New Delhi: The Competition Commission of India has announced that it has approved the proposed deal of Bharat Biotech International Ltd for acquiring shares of Eastman Exports Global Clothing Pvt Ltd through a share purchase agreement.
The deal has been approved under the green channel route, wherein a transaction which does not raise any risk of an appreciable adverse effect on competition is deemed to be approved on it being intimated to the competition watchdog.
In a release on the CCI’s website, the fair trade regulator said it has approved the deal.
The proposed combination relates to the acquisition of shares of Eastman Exports Global Clothing (EEGC) by Bharat Biotech International Ltd (BBIL) being implemented by way of the share subscription agreement, share purchase agreement.

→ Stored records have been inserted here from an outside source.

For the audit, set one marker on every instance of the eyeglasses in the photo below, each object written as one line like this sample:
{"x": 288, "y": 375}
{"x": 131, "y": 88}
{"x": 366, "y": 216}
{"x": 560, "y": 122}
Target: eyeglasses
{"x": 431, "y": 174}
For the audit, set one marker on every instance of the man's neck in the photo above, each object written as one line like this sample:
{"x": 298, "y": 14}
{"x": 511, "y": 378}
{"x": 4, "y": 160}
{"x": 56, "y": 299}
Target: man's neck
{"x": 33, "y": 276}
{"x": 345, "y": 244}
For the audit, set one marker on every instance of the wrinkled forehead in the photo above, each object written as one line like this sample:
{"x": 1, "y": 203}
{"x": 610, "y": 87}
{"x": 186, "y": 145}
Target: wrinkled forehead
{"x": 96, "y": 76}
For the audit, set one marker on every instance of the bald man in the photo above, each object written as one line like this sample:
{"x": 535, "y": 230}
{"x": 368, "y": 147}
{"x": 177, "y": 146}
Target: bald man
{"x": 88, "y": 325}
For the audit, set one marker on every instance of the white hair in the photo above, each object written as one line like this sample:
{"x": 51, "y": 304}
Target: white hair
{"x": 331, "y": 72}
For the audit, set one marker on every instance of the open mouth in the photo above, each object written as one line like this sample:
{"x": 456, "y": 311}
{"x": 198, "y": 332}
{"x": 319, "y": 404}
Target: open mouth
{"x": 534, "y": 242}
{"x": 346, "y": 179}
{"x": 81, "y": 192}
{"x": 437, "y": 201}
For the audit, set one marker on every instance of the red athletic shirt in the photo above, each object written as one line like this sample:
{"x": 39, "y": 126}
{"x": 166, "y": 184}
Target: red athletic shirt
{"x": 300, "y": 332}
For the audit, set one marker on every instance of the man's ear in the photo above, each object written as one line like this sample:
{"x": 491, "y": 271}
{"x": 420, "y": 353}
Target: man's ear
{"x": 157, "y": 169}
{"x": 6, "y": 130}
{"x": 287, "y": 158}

“Given that there are no horizontal overlaps, vertical and/or complementary links between the activities of the BBIL (including its affiliates) and EEGC, the proposed combination is being notified under the green channel route,” CCI said.
The Competition Commission of India (CCI) is the chief national competition regulator in India. The Commission was established by the Central Government on 14th October 2003. CCI consists of a Chairperson and 6 Members appointed by the Central Government.
Eastman Exports Global Clothing is engaged in the business of sourcing, buying, distribution, and sales of yarn, fabric, and apparels.
Read also: DCGI gives nod to Bharat Biotech Intranasal ‘Five Arms’ COVID booster dose for restricted use
Bharat Biotech International Limited is an Indian multinational biotechnology company headquartered in Genome Valley, Turakapally, Hyderabad. The company was founded by Krishna Ella in 1996. It is engaged in the drug discovery, drug development, manufacture of vaccines, bio-therapeutics, pharmaceuticals, and health care products.